Tampoco hay temor a los dioses. El hombre homérico es libre, de pie ante las divinidades, sin miedo tampoco a fantasmas ni a la muerte. Las "testas sin fuerzas" de los muertos se encuentran en el Hades, allá abajo, y nada pueden hacer contra los vivos. Ni siquiera el muerto por violencia, el asesinado, molesta a los supervivientes con exigencias de venganza (como puede verse aún en mitos pretéritos, como el cantado por Robert Graves en su versión de los Argonautas). Y esta separación del mundo de los vivos y los muertos se extiende a las costumbres funerarias: Ya no se entierra a los muertos, sino que se los incinera.
La muerte se vive entonces como un fenómeno natural, parecido al sueño, del que es hermana. En esto los aficionados a Sandman encontrarán un delicioso referente erudito. Y en el otro mundo no hay un infierno aterrador ni una atractiva y feliz vida en el cielo como recompensa a los actos de la vida. El Eliseo, las Islas de los Bienaventurados, son regiones reservadas a especiales favoritos de los dioses, e igualmente en el Hades no sufren castigo más que los criminales excepcionales.
La religión en el mundo homérico podría concebirse como una religión de la luz y la cismundanidad. Y la luz son sus dioses. Lo que pone a los dioses por encima de los hombres es su mayor plenitud vital, su poder, la inmortalidad y la eterna juventud. Hasta comen y beben distinto, cambiando el pan y el vino por néctar y ambrosía. Pero lo que no tienen sus dioses es una superior moralidad, y no están exentos de sufrimiento: Zeus debe consentir la muerte de Sarpedón, según su destino, y Tetis ha de ver morir a Aquileo.
El deseo del hombre homérico, según se desprende de sus poemas inmortales, es vivir en la luz, y de ser posible, morir en la luz. Pues la vida en la luz, la vida cismundana, es la única vida real. Incluso si se trata de la vida de un esclavo o de un mísero jornalero, es mucho mejor que estar allá abajo, en la oscuridad del Hades ni incluso reinando sobre los muertos. Las diferencias con el cristianismo en este sentido son drásticas. No hay una vida mejor esperando más allá. La vida es la que es. El hombre corpóreo es el hombre mismo, el real. Su psique, al morir, se va al Hades "llorando virilidad y juventud". No es más que una copia inerte, sombra de su terrena realidad.

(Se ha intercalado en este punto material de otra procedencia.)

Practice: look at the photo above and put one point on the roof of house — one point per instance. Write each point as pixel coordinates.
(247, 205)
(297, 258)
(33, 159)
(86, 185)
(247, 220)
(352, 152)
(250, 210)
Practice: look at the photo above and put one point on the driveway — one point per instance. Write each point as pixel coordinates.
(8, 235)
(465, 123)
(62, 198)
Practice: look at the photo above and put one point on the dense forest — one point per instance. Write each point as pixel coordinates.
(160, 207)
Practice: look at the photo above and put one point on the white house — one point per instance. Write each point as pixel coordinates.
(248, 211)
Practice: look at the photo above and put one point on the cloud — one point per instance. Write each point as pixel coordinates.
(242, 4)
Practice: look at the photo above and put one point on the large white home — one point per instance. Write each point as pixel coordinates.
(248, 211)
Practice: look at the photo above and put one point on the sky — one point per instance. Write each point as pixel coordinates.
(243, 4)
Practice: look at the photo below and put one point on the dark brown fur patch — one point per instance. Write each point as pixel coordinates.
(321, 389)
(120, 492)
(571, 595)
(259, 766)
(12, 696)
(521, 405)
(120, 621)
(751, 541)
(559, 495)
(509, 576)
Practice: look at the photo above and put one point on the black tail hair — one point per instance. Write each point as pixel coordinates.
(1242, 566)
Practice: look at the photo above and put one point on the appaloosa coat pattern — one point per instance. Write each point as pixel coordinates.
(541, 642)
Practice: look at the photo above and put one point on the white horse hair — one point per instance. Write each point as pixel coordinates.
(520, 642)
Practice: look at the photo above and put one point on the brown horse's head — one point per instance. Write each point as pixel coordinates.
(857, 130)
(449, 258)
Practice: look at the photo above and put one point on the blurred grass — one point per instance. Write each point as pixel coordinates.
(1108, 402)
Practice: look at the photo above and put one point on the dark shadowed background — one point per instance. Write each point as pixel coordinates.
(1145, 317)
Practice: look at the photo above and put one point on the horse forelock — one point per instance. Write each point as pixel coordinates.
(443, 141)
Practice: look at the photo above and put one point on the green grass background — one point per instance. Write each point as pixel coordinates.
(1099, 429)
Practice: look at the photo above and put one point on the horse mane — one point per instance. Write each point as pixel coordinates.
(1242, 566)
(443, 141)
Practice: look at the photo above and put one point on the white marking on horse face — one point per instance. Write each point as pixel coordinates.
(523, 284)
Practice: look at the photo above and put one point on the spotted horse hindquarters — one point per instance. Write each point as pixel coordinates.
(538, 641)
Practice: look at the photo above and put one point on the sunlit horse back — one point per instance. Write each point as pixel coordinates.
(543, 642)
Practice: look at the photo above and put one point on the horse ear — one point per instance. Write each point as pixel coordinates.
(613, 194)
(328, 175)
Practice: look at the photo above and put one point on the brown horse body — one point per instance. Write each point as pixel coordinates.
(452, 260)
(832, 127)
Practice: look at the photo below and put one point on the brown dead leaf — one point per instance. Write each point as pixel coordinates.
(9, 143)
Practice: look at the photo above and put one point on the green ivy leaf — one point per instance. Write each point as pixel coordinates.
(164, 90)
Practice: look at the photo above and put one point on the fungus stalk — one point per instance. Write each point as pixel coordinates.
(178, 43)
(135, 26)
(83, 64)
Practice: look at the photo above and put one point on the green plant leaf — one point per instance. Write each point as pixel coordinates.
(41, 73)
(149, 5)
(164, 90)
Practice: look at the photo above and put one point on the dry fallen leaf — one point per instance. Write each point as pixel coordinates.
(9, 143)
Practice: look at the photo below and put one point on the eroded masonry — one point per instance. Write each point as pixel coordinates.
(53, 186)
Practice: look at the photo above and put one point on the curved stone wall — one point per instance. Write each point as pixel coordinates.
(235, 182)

Eso confiere al hombre homérico un inmenso amor a la vida, pese a que reconoce que es un bien algo problemático. Medita Homero sobre el valor de la vida, porque por ser precisamente tan hermosa y única, ha de lamentarse su brevedad, su fugacidad:
no hay ser más digno de lástima que el hombre.
(Zeus, Il., 17, 446 s.)
El sufrimiento es parte del destino humano, elemento integrante de la vida. Así lo dice Aquileo ante el sufrido Príamo en una de las escenas más conmovedoras del poema:
para qeu vivan en sufrimiento.
(Il., 24, 525 ss.)
La vida de los mortales está predestinada desde el inicio. Zeus tiene a su lado 2 tinajas, una llena de bienes y otra llena de males. El que recibe una mezcla puede darse por satisfecho. Pero hay hombres que son literalmente perseguidos por la desgracia. E griego clásico sería años más tarde muy sensible a esto, en sus cientos de Tragedias. Hay una tercera posibilidad, que es la de hombres que recibieran sólo bienes, pero esto no se da nunca.
Parece cargado de pesimismo. Pero no. El hombre griego no se rinde nunca a los males de la vida. Siempre saca fuerzas para hacerles frente en ese famoso "Resiste" que Aquileo dirige al desgraciado Príamo. Esa es la grandeza de la vida y la muerte de los griegos. Es el "resiste" que llevó a plantar batalla a Jerjes, a combatir en Maratón, a sacar de territorio hostil a los Diezmil, a conquistar el mundo conocido, a conquistar culturalmente a su conquistador por las armas. Es el espíritu que llevó a su cultura a pervivir en los siglos.